The action sub-graph simply takes in the ammo in the gun and whether or not the AI can see the player.

Structure

See SmartEngine/Examples/Shooter/Resources/ShooterMovementActionGraphDefinition.json and SmartEngine/Examples/Shooter/Resources/ShooterAimGraphDefinition.json

The movement and action graph is composed entirely of linear layers and has a similar structure to the previous examples.

As mentioned above, the aim graph uses an LSTM layer because of the implicit time aspect to the input. The LSTM layer does not need an activation function as it is built into the layer itself (tanh is used).

Training Methodology

Because we have two separate graphs, we can train them independently. The aim graph is first trained with recorded data of the user firing a moving dummy using gradient descent. This gives us a good baseline, but we're only as good as our training data and the user doesn't have perfect aim. Therefore, a genetic trainer is used to refine the graph to produce better results.

As mentioned above, the movement / action graph is limited to genetic training due to difficulty in extracting meaningful movement data from recorded user games. Instead of training competitively, we train against a dummy bot that produces the same set of movement and actions for all chromosomes. This leads to less number of games we have to play because it's no longer a multiple of N^2. The scoring formula is (kills^2 / deaths). This suggests we greatly care more about the number of kills and not as much deaths, leading to a more aggressive AI. It's very important to note how simple this scoring function is. Notice that we don't tell it anything about when to collect ammo / health or when to shoot / reload. The AI figures out on its own that it must collect ammo and shoot only when opportune because if it doesn't, it won't be able to get as many kills. The same goes for collecting health. In essence, we have created a smart AI without ever having to tell it how to be smart!

Code Structure

See the Balance Ball example for a more detailed description of the network and genetic trainer helper classes

SmartEngine.Examples.Shooter.AINetwork contains the networks and SmartEngine.Examples.Shooter.AIController the controller that the AI uses, leveraging the network helper infrastructure. SmartEngine.Examples.Shooter.DummyNetwork. contains the networks that the dummy bot uses during training. It can be initialized in different modes depending on what kind of training we are doing. For instance, it can be set up to walk around with infinite health and not shoot when training the aim network, or to follow the AI closely during movement / action training. The network classes contain two helper network interfaces: one for the aim graph and one for the movement / action graph. The controller class also implements two controller helper interfaces. The aim part of the controller can be mapped separately from the movement / action, allowing for graph evaluation for aim and stand still movement from the dummy network during aim training.
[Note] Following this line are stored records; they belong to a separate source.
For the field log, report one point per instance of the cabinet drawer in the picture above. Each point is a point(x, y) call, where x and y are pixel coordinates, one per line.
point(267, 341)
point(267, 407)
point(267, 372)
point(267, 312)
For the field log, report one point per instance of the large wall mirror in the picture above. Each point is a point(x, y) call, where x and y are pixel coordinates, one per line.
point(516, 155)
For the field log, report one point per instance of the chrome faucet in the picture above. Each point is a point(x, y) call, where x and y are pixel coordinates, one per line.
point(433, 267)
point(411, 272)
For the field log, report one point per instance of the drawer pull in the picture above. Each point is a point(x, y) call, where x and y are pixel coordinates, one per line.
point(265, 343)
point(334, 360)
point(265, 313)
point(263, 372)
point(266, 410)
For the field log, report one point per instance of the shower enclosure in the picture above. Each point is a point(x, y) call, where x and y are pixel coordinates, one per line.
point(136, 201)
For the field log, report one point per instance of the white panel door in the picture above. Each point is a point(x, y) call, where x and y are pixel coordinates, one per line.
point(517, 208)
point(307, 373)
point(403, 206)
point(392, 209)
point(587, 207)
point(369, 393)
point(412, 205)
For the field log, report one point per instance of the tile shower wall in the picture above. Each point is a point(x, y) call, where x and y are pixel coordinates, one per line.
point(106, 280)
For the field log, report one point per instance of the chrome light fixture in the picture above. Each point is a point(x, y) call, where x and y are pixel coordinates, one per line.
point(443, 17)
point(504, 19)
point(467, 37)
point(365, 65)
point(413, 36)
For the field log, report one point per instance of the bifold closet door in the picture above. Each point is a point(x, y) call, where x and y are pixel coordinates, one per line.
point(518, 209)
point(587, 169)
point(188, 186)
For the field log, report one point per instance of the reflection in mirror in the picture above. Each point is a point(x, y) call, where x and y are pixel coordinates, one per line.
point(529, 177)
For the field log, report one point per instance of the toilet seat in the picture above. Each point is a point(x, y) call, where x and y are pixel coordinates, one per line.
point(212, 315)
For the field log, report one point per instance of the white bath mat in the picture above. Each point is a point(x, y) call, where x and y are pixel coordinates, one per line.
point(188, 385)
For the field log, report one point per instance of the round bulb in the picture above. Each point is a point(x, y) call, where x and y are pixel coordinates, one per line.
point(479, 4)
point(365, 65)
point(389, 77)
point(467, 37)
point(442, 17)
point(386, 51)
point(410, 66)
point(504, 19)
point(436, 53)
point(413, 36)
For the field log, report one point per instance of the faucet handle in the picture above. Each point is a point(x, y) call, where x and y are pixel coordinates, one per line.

SmartEngine.Examples.Shooter.AimRecordingTrainer trains from a recording using gradient descent. The actual aim recording is done by the SmartEngine.Examples.Shooter.GameRecorder class.
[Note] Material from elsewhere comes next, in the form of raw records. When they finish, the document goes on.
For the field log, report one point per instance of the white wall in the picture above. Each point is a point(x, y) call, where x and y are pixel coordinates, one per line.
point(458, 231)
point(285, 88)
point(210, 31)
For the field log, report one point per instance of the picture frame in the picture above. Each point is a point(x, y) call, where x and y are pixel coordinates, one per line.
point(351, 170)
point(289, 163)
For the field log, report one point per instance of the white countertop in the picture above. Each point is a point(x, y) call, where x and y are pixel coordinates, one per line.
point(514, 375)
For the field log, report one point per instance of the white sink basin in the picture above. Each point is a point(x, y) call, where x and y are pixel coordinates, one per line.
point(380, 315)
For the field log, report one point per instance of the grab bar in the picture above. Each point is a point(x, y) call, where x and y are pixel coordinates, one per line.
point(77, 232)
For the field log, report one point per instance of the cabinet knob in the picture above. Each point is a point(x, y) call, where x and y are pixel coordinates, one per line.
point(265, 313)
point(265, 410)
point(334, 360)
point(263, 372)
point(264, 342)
SmartEngine.Examples.Shooter.AimGeneticTrainer further refines the aim network using genetic training. It is expected that training was done first from recording as the trainer does not initialize with random networks. The training AI controller uses a movement / action dummy network to stand still and fire every frame, but the normal graph evaluation for aim.
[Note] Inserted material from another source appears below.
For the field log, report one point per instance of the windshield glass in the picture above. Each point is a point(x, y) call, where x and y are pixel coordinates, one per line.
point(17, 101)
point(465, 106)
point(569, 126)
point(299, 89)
SmartEngine.Examples.Shooter.MovementActionGeneticTrainer is the genetic trainer for movement / action training. It leverages the networked genetic trainer helper class. Depending on the game seed being trained on, a different version of the dummy network is used. This forces the AI to be good across a variety of scenarios instead of just one. It is expected that the network has fully completed aim training before starting movement / action because this trainer uses the aim graph but does not modify it. Like the Gold Rush Example, this example is set up to allow for the game to be stepped multiple times in a Unity frame, allowing for faster than real-time training.